We consider data on diabetes: 442 patients measured for several predictors and the disease progression over a year quantified.

In [2]:

fig1

Out[2]:

Worked example¶

A linear regression seems like a good place to start here. This model could be specified as:

$$ DPI \sim \mathcal{N}(\alpha BMI + \beta, \sigma^2) $$

We can pick priors for $\alpha, \beta$ and $\sigma^2$ - say

$$ \alpha \sim \mathcal{N}(0,1e6) \qquad \beta \sim \mathcal{N}(0,1e6) \qquad \log\sigma^2 \sim \mathcal{N}(0,1e6) $$

With this model, we can evaluate $\mathbb{P}(x|\alpha,\beta,\sigma^2)$ and $\mathbb{P}(\alpha,\beta\sigma^2)$ for any particular choice of values. Once we can compute these, we can use Bayes theorem to find a most likely choice of parameters given the data.

In [3]:

import pymc3 as pm
model = pm.Model()

with model:
    alpha = pm.Normal("alpha", mu=0, sd=1e6)
    beta = pm.Normal("beta", mu=0, sd=1e6)
    log_sigma = pm.Normal("log_sigma", mu=0, sd=1e6)
    dpi = pm.Normal("dpi", mu=alpha*BMI+beta, sd=exp(log_sigma), observed=DPI)

In [4]:

with model:
    trace = pm.sample(11000)

Auto-assigning NUTS sampler...
Initializing NUTS using jitter+adapt_diag...
Multiprocess sampling (2 chains in 2 jobs)
NUTS: [log_sigma, beta, alpha]
Sampling 2 chains: 100%|██████████| 23000/23000 [00:41<00:00, 558.22draws/s] 
The acceptance probability does not match the target.

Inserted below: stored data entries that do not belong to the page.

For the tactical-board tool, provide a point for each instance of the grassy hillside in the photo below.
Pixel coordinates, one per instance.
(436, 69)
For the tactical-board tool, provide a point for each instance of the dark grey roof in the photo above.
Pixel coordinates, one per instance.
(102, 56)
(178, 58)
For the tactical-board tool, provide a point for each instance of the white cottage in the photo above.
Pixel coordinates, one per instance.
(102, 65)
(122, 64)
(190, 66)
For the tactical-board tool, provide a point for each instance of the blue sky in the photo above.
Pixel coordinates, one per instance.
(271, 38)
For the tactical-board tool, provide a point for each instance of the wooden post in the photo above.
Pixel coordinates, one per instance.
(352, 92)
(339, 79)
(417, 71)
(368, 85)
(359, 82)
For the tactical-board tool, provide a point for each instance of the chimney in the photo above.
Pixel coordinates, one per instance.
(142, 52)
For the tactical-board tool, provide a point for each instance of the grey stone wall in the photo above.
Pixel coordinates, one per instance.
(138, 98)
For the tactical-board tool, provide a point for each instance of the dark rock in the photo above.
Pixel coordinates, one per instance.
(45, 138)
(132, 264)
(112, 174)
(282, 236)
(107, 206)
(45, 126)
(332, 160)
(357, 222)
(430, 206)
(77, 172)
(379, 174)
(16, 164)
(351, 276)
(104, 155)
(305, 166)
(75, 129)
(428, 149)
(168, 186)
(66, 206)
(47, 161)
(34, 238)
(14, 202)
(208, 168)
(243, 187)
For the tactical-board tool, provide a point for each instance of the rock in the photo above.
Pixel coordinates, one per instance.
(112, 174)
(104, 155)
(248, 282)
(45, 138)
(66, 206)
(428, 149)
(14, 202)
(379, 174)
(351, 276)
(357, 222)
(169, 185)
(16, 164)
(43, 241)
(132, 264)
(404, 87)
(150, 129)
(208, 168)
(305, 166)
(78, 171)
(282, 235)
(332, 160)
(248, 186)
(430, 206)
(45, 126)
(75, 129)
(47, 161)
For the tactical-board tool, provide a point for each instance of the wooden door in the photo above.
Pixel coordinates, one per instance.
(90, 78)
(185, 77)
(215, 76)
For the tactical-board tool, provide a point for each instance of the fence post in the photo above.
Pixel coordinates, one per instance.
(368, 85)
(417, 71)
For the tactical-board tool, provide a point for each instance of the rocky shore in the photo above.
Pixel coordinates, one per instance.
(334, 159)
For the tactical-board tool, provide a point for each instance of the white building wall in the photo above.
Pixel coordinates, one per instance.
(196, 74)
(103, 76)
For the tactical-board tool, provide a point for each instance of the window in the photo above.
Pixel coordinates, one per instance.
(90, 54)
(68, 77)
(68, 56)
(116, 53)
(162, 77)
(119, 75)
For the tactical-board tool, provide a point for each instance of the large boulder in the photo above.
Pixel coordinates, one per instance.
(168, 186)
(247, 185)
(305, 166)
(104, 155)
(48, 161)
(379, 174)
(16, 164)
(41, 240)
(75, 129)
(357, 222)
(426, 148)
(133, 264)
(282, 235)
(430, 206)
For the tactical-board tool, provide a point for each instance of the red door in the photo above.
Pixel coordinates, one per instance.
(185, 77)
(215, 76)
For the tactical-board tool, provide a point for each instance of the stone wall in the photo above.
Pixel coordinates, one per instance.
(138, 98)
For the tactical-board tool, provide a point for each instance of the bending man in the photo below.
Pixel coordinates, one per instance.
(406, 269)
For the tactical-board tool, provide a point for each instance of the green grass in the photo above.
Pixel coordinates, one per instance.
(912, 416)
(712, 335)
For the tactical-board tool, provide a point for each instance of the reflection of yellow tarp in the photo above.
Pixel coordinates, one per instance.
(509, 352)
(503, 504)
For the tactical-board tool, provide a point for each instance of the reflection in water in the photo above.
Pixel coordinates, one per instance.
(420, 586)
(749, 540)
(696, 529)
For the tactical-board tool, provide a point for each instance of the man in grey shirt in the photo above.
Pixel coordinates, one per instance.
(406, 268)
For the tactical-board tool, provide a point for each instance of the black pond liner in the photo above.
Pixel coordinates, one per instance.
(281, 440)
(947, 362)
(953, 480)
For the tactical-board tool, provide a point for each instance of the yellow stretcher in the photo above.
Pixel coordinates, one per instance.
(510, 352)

It is 0.9140088884583417, but should be close to 0.8. Try to increase the number of tuning steps.

In [5]:

for i in range(10):
    pt = trace.point(1000+i)
    plot(BMI, pt["alpha"]*BMI+pt["beta"], 'k', alpha=0.5)
plot(BMI, trace["alpha"][1000:].mean()*BMI+trace["beta"][1000:].mean(), 'r')
fill_between(x=sort(BMI), 
             y1=trace["alpha"][1000:].mean()*sort(BMI)+trace["beta"][1000:].mean()+2*exp(trace["log_sigma"].mean()),
             y2=trace["alpha"][1000:].mean()*sort(BMI)+trace["beta"][1000:].mean()-2*exp(trace["log_sigma"].mean()), 
             color='r', alpha=0.25)
scatter(BMI, DPI)

Out[5]:

<matplotlib.collections.PathCollection at 0x11fe6aef0>

Analysis vs Computation¶

Classically, Bayesian analysis has focused very strongly on methods that make the computations analytically feasible. The primary tool for this is using conjugate priors to the chosen model. With a conjugate prior, the hyperparameters go through a straightforward update to integrate the new observations.

A computationally heavier alternative is to simulate an empirical distribution for the posterior distributions. This can be done with Markov Chain Monte Carlo, or with Variational Inference, and in all these cases benefit from being able to do gradient descent on the likelihood functions.